🤖 AI Summary
This work addresses content poisoning attacks against black-box retrieval-augmented generation (RAG) question-answering systems. We propose RIPRAG, the first attack framework that operates without access to internal system components—relying solely on final output feedback. RIPRAG employs end-to-end reinforcement learning to optimize the generation of malicious documents that steer large language models (LLMs) toward attacker-preferred responses. Its key contributions are: (1) the first effective poisoning attack against multi-stage RAG systems under a fully black-box setting—where both the retrieval mechanism and RAG architecture are unknown; and (2) an adaptive attack paradigm guided by sparse success signals, eliminating reliance on gradients or intermediate outputs. Experiments across diverse, complex RAG systems demonstrate that RIPRAG achieves up to 0.72 higher attack success rate than state-of-the-art baselines, revealing critical vulnerabilities in existing defenses.
📝 Abstract
Retrieval-Augmented Generation (RAG) systems based on Large Language Models (LLMs) have become a core technology for tasks such as question-answering (QA) and content generation. However, by injecting poisoned documents into the database of RAG systems, attackers can manipulate LLMs to generate text that aligns with their intended preferences. Existing research has primarily focused on white-box attacks against simplified RAG architectures. In this paper, we investigate a more complex and realistic scenario: the attacker lacks knowledge of the RAG system's internal composition and implementation details, and the RAG system comprises components beyond a mere retriever.

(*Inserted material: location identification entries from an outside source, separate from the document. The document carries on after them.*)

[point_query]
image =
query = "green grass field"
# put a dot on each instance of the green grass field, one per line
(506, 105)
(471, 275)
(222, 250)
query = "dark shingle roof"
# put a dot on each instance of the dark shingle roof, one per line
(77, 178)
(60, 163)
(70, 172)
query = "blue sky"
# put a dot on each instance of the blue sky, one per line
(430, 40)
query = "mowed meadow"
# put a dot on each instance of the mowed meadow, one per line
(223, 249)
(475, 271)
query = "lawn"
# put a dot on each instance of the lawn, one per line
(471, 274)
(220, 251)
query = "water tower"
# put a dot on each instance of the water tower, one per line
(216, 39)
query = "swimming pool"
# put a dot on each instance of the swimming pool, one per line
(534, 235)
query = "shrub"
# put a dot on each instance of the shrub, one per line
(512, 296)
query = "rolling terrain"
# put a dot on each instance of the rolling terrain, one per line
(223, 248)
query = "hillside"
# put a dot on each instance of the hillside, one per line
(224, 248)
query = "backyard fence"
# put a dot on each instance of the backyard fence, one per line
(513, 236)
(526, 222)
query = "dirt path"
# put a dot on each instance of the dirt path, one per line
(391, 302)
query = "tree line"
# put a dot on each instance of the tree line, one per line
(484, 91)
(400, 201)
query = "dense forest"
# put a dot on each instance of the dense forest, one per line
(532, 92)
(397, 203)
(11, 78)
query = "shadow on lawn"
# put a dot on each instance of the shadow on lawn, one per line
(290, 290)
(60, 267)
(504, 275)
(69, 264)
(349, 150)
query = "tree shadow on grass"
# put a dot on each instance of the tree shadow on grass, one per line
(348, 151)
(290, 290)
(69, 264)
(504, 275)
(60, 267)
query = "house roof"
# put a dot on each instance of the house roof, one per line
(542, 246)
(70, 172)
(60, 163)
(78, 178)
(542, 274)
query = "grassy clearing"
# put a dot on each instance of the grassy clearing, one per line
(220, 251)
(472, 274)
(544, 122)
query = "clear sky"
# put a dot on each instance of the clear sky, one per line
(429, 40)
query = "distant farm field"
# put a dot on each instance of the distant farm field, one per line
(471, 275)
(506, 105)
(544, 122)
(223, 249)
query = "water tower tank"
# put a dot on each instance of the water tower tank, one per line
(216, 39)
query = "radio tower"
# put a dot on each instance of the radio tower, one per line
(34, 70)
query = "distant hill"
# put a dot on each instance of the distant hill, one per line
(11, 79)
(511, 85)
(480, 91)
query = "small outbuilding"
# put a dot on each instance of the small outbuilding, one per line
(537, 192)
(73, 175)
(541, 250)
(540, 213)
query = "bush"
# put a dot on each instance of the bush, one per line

Specifically, we propose the RIPRAG attack framework, an end-to-end attack pipeline that treats the target RAG system as a black box, where the only information accessible to the attacker is whether the poisoning succeeds. Our method leverages Reinforcement Learning (RL) to optimize the generation model for poisoned documents, ensuring that the generated poisoned document aligns with the target RAG system's preferences. Experimental results demonstrate that this method can effectively execute poisoning attacks against most complex RAG systems, achieving an attack success rate (ASR) improvement of up to 0.72 compared to baseline methods. This highlights prevalent deficiencies in current defensive methods and provides critical insights for LLM security research.